Are you a motor-mouth when your speak? Do you speak with a slow deliberate pace? There are several things that influence your speaking rate. These include nervousness, tiredness, word choice, and the weightiness of your topic, and even where you come from.
We all start with our natural speaking speed. This is the general conversation rate that we are used to. This may be influenced by regional dialects, or personal speech impediments (such as slurs and stutters). Most English speakers average around 160 words per minute.
However, when it comes to public speaking stress tends to make people rush their presentation.

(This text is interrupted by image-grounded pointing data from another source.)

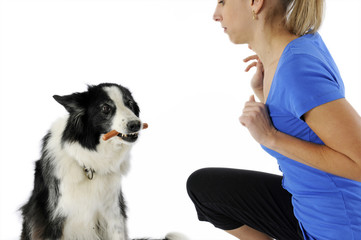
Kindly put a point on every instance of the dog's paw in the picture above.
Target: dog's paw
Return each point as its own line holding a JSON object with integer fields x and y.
{"x": 176, "y": 236}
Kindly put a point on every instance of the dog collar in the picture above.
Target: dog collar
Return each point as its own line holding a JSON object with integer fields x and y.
{"x": 89, "y": 172}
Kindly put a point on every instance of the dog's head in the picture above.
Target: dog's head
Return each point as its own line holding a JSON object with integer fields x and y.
{"x": 102, "y": 108}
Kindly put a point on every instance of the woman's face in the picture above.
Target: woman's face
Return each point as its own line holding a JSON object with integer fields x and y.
{"x": 235, "y": 17}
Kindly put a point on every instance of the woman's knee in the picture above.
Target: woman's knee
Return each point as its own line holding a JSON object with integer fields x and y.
{"x": 196, "y": 181}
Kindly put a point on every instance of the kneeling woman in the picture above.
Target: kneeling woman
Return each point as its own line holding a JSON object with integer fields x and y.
{"x": 302, "y": 119}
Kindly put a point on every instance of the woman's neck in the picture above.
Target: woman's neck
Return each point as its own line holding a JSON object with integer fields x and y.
{"x": 270, "y": 43}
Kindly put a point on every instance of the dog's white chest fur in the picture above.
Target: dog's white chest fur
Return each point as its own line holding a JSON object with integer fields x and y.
{"x": 91, "y": 207}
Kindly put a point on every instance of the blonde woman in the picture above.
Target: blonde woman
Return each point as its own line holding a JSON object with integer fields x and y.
{"x": 302, "y": 119}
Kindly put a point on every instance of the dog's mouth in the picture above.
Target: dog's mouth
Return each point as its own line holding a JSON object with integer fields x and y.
{"x": 129, "y": 137}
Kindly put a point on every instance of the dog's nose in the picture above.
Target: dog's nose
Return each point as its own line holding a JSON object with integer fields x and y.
{"x": 133, "y": 126}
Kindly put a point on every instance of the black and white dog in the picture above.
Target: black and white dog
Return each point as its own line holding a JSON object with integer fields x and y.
{"x": 77, "y": 189}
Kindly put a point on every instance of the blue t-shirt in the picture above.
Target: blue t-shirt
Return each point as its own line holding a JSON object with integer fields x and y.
{"x": 327, "y": 206}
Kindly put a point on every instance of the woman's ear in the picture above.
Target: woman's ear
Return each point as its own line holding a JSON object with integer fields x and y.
{"x": 256, "y": 6}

When you are nervous it increases not only your heart rate, but your word rate as well. If you feel yourself starting to rabbit on, it is time to take a pause, a breath, and to chill before continuing.

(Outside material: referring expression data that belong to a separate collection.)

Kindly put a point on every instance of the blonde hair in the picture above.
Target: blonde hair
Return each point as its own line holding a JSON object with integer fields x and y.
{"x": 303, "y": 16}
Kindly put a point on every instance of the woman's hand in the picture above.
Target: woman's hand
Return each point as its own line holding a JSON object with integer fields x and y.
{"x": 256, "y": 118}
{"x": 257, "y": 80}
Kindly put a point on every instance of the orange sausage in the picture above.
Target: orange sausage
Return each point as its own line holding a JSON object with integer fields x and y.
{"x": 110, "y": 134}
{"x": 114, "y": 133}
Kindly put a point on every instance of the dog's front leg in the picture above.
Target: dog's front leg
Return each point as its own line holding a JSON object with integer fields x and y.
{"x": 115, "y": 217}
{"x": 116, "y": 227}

Fatigue on the other hand will tend to make you speak slower. It also tends to induce more mistakes in either pronunciation, or the losing of place. These can slow you down even more.
Big words and big ideas also will slow down your rate. Longer or more complex words tend to be approached haltingly, especially if they are not part of your day to day vocabulary. The use of unfamiliar, or multisyllabic words really should be limited in order to maintain a natural flow. The same is true of complex constructions using multiple sub-clauses. While such phrases give a more precision to your speech they do tend to slow down your speaking rate. Don’t get me wrong, informative, and technical presentations sometimes need these, but remember they will affect your timings.
Remember too that there are external factors which may impact your timing. These include applause, laughter, and even coughing. These environmental factors may cause pauses, so need to be factored into you calculations.
So are you an Al Gore (133 wpm in a TED talk) or a “Motormouth” John Moschitta (586 wpm for The Guinness Book of World Records)?